Il semblait avoir déjà décidé de ce qu’il devait faire. Maximum était convaincu, à cet instant, que cette personne pouvait voir bien plus loin que lui et ses camarades.

« Je te suivrai où que tu ailles, milord. Je serai ta lame. »

« Heheh... Des mots fiables. Oh, c’est vrai, c’est vrai. Autant partager un autre secret avec toi, tant que nous sommes d’humeur à faire des révélations choquantes. »

« Oui ? »

Noah avait retiré sa cape blanche et défait le devant du haut de son uniforme.

 

 

« Le vrai moi n’est ni innocent, ni duc… ni même un homme. »
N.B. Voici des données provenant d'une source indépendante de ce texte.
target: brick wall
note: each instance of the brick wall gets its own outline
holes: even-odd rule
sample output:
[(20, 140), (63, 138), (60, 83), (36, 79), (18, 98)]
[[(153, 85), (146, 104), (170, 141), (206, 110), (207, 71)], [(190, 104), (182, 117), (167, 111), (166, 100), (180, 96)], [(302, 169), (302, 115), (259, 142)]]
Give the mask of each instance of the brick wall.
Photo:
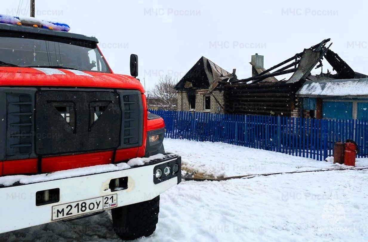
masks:
[(188, 111), (190, 108), (188, 100), (188, 93), (183, 91), (178, 91), (177, 108), (179, 111)]
[[(205, 97), (207, 95), (208, 89), (200, 89), (195, 90), (195, 111), (196, 112), (205, 112)], [(223, 113), (223, 107), (224, 105), (224, 101), (223, 92), (216, 90), (212, 92), (212, 94), (209, 94), (211, 97), (211, 112), (213, 113)], [(215, 96), (217, 101), (221, 104), (221, 106), (216, 101), (213, 97)], [(178, 110), (179, 111), (189, 111), (190, 105), (188, 100), (188, 93), (186, 91), (178, 91)], [(220, 110), (219, 112), (219, 110)]]
[[(295, 108), (291, 111), (291, 118), (300, 118), (300, 106), (301, 104), (299, 104), (297, 98), (295, 101)], [(298, 104), (296, 105), (296, 104)], [(309, 110), (303, 110), (303, 118), (308, 118), (311, 117)]]

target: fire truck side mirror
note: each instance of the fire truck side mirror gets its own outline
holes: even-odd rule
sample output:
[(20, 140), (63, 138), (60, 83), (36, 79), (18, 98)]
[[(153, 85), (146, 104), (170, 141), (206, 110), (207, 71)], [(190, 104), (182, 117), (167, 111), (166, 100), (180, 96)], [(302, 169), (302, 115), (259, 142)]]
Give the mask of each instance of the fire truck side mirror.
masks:
[(132, 54), (130, 55), (130, 75), (138, 76), (138, 56)]

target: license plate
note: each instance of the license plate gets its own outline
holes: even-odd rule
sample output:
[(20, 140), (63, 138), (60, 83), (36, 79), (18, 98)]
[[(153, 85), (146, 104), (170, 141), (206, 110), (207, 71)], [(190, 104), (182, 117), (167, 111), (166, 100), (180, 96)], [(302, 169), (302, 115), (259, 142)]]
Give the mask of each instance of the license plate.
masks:
[(52, 220), (78, 216), (117, 206), (117, 195), (100, 196), (52, 207)]

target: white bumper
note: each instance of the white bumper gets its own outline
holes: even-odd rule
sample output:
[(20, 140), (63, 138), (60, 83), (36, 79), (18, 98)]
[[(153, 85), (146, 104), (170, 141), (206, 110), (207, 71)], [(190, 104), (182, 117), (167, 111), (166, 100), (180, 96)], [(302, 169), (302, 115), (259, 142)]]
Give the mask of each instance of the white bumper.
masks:
[[(112, 194), (117, 195), (117, 207), (152, 199), (178, 183), (177, 177), (158, 184), (153, 182), (154, 168), (173, 160), (119, 171), (0, 188), (0, 233), (54, 221), (52, 207), (59, 205)], [(128, 177), (128, 188), (112, 192), (110, 181), (124, 177)], [(36, 205), (36, 192), (57, 188), (59, 202)]]

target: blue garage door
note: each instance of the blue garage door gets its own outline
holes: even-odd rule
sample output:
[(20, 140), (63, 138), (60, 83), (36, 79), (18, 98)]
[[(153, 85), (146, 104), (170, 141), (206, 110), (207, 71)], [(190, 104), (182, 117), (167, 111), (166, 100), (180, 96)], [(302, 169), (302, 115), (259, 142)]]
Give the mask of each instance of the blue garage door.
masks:
[(322, 115), (324, 119), (351, 119), (353, 102), (323, 101)]
[(358, 102), (357, 119), (368, 120), (368, 102)]

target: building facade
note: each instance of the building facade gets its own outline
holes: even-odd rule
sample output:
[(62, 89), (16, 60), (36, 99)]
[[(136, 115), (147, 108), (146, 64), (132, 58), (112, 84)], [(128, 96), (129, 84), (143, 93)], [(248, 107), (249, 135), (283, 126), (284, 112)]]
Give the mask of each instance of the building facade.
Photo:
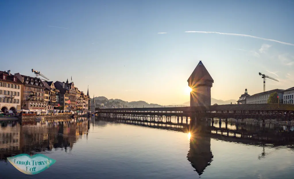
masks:
[(21, 109), (22, 84), (17, 76), (10, 73), (10, 70), (0, 71), (0, 109), (2, 112)]
[(91, 111), (93, 112), (95, 111), (95, 108), (96, 108), (96, 105), (95, 104), (95, 98), (94, 97), (94, 95), (93, 95), (93, 100), (91, 103)]
[(187, 81), (192, 90), (190, 93), (190, 106), (211, 105), (211, 89), (213, 79), (201, 61)]
[(81, 92), (81, 96), (83, 96), (83, 111), (84, 112), (87, 113), (89, 108), (89, 96), (84, 93), (82, 91)]
[(87, 96), (89, 98), (88, 99), (88, 111), (91, 111), (90, 108), (91, 107), (91, 100), (90, 99), (90, 96), (89, 94), (89, 86), (88, 86), (88, 91), (87, 92)]
[(242, 94), (239, 100), (237, 101), (237, 104), (245, 104), (247, 103), (246, 98), (250, 96), (250, 95), (248, 94), (247, 92), (247, 89), (245, 89), (245, 93)]
[(246, 98), (246, 104), (265, 104), (268, 103), (268, 100), (270, 95), (273, 93), (277, 92), (280, 99), (279, 103), (283, 103), (283, 90), (275, 89), (260, 93), (247, 97)]
[(40, 78), (14, 74), (23, 84), (21, 106), (26, 110), (44, 110), (47, 108), (44, 101), (45, 87)]
[(69, 90), (68, 87), (64, 82), (56, 81), (54, 83), (56, 89), (59, 91), (58, 98), (60, 104), (59, 109), (61, 110), (69, 110)]
[(294, 87), (284, 90), (283, 93), (283, 103), (294, 104)]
La poitrine de Noah était visiblement ronde.

« Ah… !? »

Maximum détourna son regard sous le choc, manquant de faire sortir de la route le chariot à dragon. Alors que tout le monde écoutait la conversation du couple en silence depuis l’intérieur du compartiment, la fille Démone éleva la voix dans un cri.

« Pas possible ! »

« Tu es sérieux ? Et tes couilles !? Où sont tes couilles ? »

Alan tendit la main vers l’entrejambe de Noah, mais la fille marcheuse des herbes la repoussa d’une claque. Noah, pendant ce temps, riait si fort qu’elle avait dû se tenir sur son ventre.

Le carrosse des Chevaliers du Palais s’était dirigé vers l’ouest.